Andy Goeler, Bud Light’s vice president of marketing, announced the job opening on Instagram Tuesday, remarking, “We spent years working on a five-times filtered seltzer with 100 calories and four delicious flavors, but we somehow forgot to include the most important ingredient in any hard seltzer--memes.”

The Bud Light brand team led the Chief Meme Officer initiative, working with agency partners Wieden + Kennedy and Weber Shandwick/3PM.

Bud Light Seltzer only debuted in January, and the company says it has already grabbed a 11% share of the market. A spokeswoman says it is the most instantly successful brand introduction in the history of Anheuser-Busch.

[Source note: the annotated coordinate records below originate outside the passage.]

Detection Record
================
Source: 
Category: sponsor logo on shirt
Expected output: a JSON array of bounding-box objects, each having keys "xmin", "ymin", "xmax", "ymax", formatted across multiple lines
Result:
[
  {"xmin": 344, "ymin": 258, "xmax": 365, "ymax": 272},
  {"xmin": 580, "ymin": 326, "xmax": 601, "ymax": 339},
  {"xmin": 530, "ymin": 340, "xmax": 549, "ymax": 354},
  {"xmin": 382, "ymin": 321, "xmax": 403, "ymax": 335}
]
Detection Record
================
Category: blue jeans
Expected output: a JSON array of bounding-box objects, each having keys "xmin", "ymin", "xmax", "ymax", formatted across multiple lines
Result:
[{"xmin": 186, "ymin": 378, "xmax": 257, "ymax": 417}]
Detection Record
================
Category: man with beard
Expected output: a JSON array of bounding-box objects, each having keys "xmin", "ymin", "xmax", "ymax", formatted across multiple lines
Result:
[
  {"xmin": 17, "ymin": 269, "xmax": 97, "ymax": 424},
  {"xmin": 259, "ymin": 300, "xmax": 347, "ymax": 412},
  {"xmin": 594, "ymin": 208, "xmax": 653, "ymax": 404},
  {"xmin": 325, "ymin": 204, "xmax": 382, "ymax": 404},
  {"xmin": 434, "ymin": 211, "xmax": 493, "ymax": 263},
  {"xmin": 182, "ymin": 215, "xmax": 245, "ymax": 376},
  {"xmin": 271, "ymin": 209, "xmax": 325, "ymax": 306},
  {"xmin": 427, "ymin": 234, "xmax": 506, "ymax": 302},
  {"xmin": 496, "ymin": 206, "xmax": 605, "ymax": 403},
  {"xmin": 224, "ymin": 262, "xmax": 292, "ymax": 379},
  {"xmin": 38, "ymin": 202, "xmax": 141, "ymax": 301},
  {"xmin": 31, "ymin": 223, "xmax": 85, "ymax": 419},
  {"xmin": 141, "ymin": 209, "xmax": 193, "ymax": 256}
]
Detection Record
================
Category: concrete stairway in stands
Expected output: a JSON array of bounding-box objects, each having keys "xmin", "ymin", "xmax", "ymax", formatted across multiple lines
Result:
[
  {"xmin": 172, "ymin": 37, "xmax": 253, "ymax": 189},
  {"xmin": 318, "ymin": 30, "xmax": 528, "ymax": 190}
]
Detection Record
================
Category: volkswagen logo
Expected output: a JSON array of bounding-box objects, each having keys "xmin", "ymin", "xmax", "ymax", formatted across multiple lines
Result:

But it’s still far behind the dominant brand, White Claw, which took off in the last two years.

That brand’s success was boosted by potent user-generated memes, especially one in which comedian Trevor Wallace exclaims, “Ain’t no laws when you’re drinking Claws.”

That YouTube video collected nearly 5 million views and became the tagline for a zoo of White Claw memes and merchandise -- and then became pretty much what somebody in a group says when everybody’s drinking cans of it.

White Claw does very little paid advertising. But it’s become such a magnet for memes from fans that a New York Times story about the phenomenon last September was headlined, “The Memes Are Pouring the White Claw Down Your Throat!”

Back to the Bud Light call for CMO: Applicants can send as many memes as they want to be considered, or even a portfolio of their work. Everybody who applies also  is entered into a pool to win a three-month’s supply of Bud Light Seltzer.

Bud Light posted that it is proud of its product but, “we know a seltzer is only as good as its memes and, unfortunately, ours are trash. We need someone who can change that for us; someone who can pull out of the pits of cringe, someone who knows how to use the lasso thingy in Photoshop, someone like you. Please help us. Please.”